Sin embargo, es importante señalar que varios comensales han reportado inconsistencias en la calidad de los platos. Son frecuentes las quejas sobre productos congelados servidos sin la debida elaboración, croquetas frías o entre congeladas, y preparaciones que no alcanzan las expectativas generadas por la descripción del menú. Algunos visitantes han señalado que platos como las alcachofas con foie resultan ser de bote rebozadas y fritas, o que el hummus no está a la altura de lo esperado.

Puntos positivos

A pesar de las críticas, el establecimiento tiene aspectos que merecen reconocimiento. La ubicación privilegiada en plena Calle de Goya lo hace accesible y conveniente, especialmente para quienes buscan un lugar donde comer antes o después de un espectáculo en el Wizink. El ambiente musical, que cambia según el evento programado en el recinto cercano, es valorado positivamente por algunos clientes que disfrutan de esa conexión temática.

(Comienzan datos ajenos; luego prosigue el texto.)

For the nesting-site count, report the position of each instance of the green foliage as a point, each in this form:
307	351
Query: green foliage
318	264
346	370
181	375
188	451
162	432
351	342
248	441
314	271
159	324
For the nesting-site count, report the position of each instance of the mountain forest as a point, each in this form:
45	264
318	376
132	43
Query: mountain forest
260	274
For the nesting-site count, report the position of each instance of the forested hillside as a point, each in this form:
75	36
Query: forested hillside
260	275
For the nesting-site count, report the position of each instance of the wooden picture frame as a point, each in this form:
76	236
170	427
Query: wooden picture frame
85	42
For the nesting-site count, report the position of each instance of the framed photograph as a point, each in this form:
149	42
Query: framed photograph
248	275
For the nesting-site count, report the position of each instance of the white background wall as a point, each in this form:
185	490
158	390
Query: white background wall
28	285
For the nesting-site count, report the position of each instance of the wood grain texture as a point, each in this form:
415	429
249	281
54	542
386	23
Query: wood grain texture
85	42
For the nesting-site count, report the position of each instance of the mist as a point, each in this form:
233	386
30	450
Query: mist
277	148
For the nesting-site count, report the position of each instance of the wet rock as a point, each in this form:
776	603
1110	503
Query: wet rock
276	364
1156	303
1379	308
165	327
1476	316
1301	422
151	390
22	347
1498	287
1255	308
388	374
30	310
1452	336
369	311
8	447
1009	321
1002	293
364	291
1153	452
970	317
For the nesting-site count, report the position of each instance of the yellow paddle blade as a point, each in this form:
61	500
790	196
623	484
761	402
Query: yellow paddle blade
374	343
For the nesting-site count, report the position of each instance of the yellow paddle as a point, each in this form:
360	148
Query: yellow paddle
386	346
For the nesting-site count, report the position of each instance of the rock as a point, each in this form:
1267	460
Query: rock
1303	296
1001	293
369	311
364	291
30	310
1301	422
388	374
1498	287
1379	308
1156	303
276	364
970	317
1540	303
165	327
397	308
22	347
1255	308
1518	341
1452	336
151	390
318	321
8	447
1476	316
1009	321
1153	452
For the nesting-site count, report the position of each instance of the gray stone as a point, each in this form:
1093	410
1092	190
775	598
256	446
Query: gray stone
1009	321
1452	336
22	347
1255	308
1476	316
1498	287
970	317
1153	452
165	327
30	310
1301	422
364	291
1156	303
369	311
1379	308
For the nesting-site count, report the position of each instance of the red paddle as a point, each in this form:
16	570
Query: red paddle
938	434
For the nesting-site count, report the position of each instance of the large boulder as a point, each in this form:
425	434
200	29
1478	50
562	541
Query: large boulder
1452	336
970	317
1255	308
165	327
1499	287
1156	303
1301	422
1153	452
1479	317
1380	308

Varios trabajadores del local reciben menciones especiales en las reseñas por su trato amable y profesional. Camareros como Aramis, Melisa, Angel o Jorge son destacados por su cercanía, simpatía y esfuerzo por atender correctamente, incluso en momentos de alta ocupación. Un cliente habituales señala que «te hacen sentir como en casa».

Para quienes buscan desayunar en la zona, algunos visitantes recomiendan el local por ofrecer tostadas correctas a precios adecuados, con un servicio atento durante las mañanas. La incorporación de mesas en la acera tras la pandemia también ha sido bien recibida como novedad.

Puntos negativos

Las críticas más contundentes se centran en varios ejes problemáticos. El primero y más repetido es el servicio lento y caótico, especialmente durante días de conciertos o eventos en el Wizink. Numerosos clientes relatan esperas de 45 minutos o más para recibir sus pedidos, pedidos confundidos y una gestión deficiente del flujo de comensales. Quienes reservaron con antelación no siempre reciben un trato preferente en cuanto a tiempos de espera.

La relación calidad-precio es otro punto conflictivo. Varios visitantes consideran que los precios están inflados considerando la calidad de los productos. Hay referencias a 12 euros por croquetas de materia prima congelada, 7 euros por tortilla, 2.80 euros por una botella de agua de 0.5 litros, o 15 euros por hamburguesas descritas como básicas. Un cliente resume: «es una lástima que no sean capaces de aprovechar el lugar privilegiado en el que se encuentran».

La falta de coherencia con el concepto del local también genera desconcierto. Al autodenominarse bar de pintxos, los clientes esperan encontrar esta oferta, pero múltiples reseñas señalan que frecuentemente no hay pintxos disponibles o que los que ofrecen están fríos y sin elaboración adecuada. «Se llama Pintxoterapia y no tiene pintxos», es una queja recurrent.

Otros aspectos negativos incluyen problemas de higiene señalados en alguna ocasión, errores en cobros con precios diferentes a los indicados en carta, y una capacidad limitada de mesas que resulta insuficiente cuando el local se llena.

Valoración general

Pintxoterapia Goya presenta un perfil contradictorio. Por un lado, su ubicación excepcional y la buena disposición de parte de su equipo pueden satisfacer a quien busca un bar cercano al Wizink para tomar algo rápido. Por otro lado, las recurrentes quejas sobre servicio, calidad inconsistente y precios elevados invitan a considerar alternativas en la zona antes de decidirse.

Para desayunar o para una cervecera rápida entre semana, el local puede cumplir expectativas razonables. Sin embargo, para quienes buscan una experiencia gastronómica completa con calma, especialmente en fines de semana o jornadas con alta demanda, las múltiples reseñas negativas invitan a la precaución.